CRAIG: Uh, the, um, are most of the startups focused on the Korean, Japanese markets? Uh, or are most of them focused on the, uh, English language speaking market?

CRAIG: Yeah.

YEOP: So I think traditionally it has more been focused on Korea and Japanese Asian markets, but now you're seeing more and more sort of, um, English speaking, US facing products as well. And I think the reason for that is actually because of these like foundation models and how good they are with languages in the past, like the language of, you know, Korean has been a big barrier for large companies from abroad coming in. Right? But now with these llms like Claude speaking Korean is just so natural. Um, that language is no longer a barrier. So for these Korean companies now, if you don't go to the US markets or these larger markets, there's just no way of surviving. So it ultimately.

CRAIG: Comes.

YEOP: Down to survival.

CRAIG: Yeah.

CRAIG: And on that, on the, the, the multilingual, uh, like, uh, I, I use uh, uh, because I spent a lot of my life in China. I work between English and Chinese in, uh, in the with, with various llms. It's the Korean, uh, to English as I mean, can Claude. Uh, two is it 2.7, 3.7? I always get that wrong. Uh, it does, cloud 3.7 speak Korean as fluently as, for example, it does Chinese.

YEOP: Uh, yeah. It's it's so fluent that last time, like an anthropic researcher came over for the builder summit. Um, we asked him, like, why? Like, does anthropic just have a lot of, like, Korean teammates? Um, like, how is Claude so good at Korean? Um, and even, like, they're surprised that it's so good at Korean. Um, but we're we're in China.
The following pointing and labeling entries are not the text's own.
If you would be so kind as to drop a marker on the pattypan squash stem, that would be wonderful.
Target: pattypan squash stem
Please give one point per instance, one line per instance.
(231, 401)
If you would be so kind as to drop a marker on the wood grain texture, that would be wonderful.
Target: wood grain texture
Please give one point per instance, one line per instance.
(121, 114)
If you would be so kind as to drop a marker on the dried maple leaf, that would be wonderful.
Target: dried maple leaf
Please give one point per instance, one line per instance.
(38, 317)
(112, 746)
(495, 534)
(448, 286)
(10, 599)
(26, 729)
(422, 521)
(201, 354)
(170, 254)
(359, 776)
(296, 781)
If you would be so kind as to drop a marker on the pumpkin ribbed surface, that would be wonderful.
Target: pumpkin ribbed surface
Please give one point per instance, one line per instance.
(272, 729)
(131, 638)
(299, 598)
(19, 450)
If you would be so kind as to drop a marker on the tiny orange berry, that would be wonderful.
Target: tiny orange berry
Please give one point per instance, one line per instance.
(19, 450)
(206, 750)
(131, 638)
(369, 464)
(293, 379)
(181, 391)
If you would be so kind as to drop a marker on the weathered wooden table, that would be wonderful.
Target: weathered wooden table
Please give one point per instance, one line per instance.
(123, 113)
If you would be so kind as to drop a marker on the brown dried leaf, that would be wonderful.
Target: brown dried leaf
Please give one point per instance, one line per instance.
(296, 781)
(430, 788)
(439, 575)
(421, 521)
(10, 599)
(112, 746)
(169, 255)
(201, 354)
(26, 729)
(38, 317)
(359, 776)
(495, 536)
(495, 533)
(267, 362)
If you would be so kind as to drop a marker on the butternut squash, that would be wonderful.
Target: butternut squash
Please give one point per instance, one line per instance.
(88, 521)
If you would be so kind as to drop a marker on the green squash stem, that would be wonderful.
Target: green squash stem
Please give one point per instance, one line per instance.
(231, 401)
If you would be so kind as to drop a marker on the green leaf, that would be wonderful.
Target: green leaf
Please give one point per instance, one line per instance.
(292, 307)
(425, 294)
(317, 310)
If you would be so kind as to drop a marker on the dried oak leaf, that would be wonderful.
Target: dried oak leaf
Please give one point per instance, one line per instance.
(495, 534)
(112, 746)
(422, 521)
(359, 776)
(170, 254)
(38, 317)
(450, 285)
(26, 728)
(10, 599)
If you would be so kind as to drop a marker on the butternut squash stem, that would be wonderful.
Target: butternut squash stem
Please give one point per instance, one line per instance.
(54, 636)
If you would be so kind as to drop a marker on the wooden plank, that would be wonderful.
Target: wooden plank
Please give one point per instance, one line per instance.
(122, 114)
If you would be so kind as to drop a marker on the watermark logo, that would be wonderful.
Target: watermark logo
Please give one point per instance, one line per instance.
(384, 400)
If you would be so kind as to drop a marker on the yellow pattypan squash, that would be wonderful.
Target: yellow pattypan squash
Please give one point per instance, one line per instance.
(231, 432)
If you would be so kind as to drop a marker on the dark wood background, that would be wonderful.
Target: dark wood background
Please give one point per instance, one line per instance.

Did you live? I lived for, like, 13 years in China as well.

CRAIG: Oh, yeah. I saw that you had spent time in Shanghai. I was, uh, yeah, I was in I was the New York Times bureau chief in Shanghai for quite a while. And then I was in Beijing, um, running the business side of the New York Times. Since my, uh, audience is, um, not only I mean, there are Another 150 countries or something that listen. But is this. Um, but most of the listeners in are in, uh, the US and Canada and, uh, the UK. Um, I mean, the English speaking markets. Uh, how big is your push been into these markets?

YEOP: So up till now we've been focusing primarily on the Indian markets as well as Korea. But now we're starting our push, um, for the US markets. So up till now, like we've always, like, visited the US to understand, okay, what are the sort of developments in Silicon Valley like how are builders approaching building these new types of products and so forth? Um, but I think this year and then especially next year, is when we'll more actively push into the North American markets as well.